Should Everyone Learn Code?
Should everyone—including children—know how to program a computer? Check out this Wired article by Klint Finley:
“Carlos Bueno wants your 5-year-old to think like a programmer.
By day, Bueno is a Facebook engineer. He helps hone software on the servers underpinning the world’s largest social network. But he moonlights as a children’s author. His first book is called Lauren Ipsum, and it’s a fairy tale that seeks to introduce children — as young as five or as old as 12 — to the concepts of computer science.
But this isn’t done with code. It’s done with metaphors. In one scene, the titular character, Laurie Ipsum, teaches a mechanical turtle to draw a perfect circle using simple instructions in the form of a poem. ‘I wanted to write a book not on how to program, but how to think like a programmer,’ Bueno tells Wired.
The book was illustrated by his wife, Ytaelena Lopez, and the two self-published after raising funds on Kickstarter. Bueno — who ‘tested’ the book on his nephews as he wrote it — says that programming should be a part of everyone’s education. ‘The first step to controlling your life in the modern world is understanding computers,’ he says.

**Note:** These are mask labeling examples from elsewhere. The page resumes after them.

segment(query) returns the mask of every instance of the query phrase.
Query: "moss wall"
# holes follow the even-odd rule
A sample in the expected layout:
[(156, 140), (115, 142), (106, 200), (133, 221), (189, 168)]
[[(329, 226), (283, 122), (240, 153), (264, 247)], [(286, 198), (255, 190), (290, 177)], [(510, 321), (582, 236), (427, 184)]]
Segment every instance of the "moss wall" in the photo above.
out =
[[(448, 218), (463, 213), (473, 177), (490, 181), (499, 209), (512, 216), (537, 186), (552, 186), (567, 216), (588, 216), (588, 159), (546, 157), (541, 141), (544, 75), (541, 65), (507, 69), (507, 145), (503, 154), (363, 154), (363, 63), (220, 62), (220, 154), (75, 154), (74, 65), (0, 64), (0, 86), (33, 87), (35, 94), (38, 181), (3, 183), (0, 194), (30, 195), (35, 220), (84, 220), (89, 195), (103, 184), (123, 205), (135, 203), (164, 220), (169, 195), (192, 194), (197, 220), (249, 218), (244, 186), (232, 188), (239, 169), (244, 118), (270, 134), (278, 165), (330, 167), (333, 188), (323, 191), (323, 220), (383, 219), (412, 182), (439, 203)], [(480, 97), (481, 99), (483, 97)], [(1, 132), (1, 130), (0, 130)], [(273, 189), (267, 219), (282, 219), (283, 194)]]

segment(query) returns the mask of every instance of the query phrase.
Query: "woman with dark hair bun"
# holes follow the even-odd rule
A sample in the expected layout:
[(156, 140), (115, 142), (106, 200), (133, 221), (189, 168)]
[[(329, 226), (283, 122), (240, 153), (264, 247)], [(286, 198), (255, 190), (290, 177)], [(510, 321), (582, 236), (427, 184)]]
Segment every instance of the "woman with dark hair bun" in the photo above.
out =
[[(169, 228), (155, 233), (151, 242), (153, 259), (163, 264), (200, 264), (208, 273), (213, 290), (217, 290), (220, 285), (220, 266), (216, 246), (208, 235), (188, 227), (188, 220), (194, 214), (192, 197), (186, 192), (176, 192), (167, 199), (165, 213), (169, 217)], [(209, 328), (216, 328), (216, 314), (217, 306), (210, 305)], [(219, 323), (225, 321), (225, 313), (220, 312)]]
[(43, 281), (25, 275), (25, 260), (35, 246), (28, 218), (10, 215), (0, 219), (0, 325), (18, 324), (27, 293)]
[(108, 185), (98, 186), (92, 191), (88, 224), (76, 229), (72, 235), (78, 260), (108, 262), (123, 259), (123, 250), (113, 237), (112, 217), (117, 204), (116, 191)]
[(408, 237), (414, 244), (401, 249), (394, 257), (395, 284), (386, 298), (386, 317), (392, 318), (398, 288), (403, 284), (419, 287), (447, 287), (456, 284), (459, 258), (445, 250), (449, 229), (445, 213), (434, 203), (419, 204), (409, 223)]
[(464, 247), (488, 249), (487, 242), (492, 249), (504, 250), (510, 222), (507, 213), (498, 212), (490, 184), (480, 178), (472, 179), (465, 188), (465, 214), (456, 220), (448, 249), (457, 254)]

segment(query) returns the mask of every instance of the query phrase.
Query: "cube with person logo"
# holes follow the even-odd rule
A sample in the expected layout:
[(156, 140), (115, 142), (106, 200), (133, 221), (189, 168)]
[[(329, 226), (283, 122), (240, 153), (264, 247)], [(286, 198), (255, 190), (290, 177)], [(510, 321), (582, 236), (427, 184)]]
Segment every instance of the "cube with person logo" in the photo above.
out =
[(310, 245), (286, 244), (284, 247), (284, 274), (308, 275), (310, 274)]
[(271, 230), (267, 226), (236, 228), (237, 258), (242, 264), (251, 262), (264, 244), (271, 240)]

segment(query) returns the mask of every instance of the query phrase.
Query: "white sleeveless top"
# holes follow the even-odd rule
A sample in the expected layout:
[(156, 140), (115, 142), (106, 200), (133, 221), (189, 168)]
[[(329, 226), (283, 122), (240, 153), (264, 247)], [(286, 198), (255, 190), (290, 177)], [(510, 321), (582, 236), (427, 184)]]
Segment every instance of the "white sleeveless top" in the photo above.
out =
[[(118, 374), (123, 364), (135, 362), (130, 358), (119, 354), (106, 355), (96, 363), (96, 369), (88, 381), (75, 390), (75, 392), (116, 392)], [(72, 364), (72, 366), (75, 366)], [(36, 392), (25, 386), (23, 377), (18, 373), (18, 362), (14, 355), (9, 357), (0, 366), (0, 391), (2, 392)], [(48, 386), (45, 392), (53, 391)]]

Lauren Ipsum is part of a much larger movement that seeks to bring programming skills to, well, everyone. At MIT, researchers have built a programming platform called Scratch that targets children as young as eight years old, and this gave rise to a Google-funded platform called App Inventor that applies many of the same tools to the development of Android applications.
Meanwhile, a startup called Codecademy is now offering programming lessons over the web in an effort to turn the everyman into a programmer, and in January, when it announced a crash course called ‘Code Year,’ over 445,985 people pledged to learn to code in 2012, including New York City Mayor Michael Bloomberg.
Not everyone is keen on the idea. Just last week, Jeff Atwood, the CTO and co-founder of the question-and-answer site StackExchange, lambasted the code literacy movement with a blog post entitled ‘Please Don’t Learn Code.’
‘If the mayor of New York City actually needs to sling JavaScript code to do his job, something is deeply, horribly, terribly wrong with politics in the state of New York,’ he wrote. ‘I love programming. I also believe programming is important … in the right context, for some people. But so are a lot of skills. I would no more urge everyone to learn programming than I would urge everyone to learn plumbing.’
But Carlos Bueno believes this sells programming well short. ‘Programming is a broadly applicable life skill,’ he says. ‘Even if you’re not in front of a computer, you can use programming skills for problem solving.’ Lauren Ipsum doesn’t include any computer code, but it does seek to instill the ideas behind computer programming.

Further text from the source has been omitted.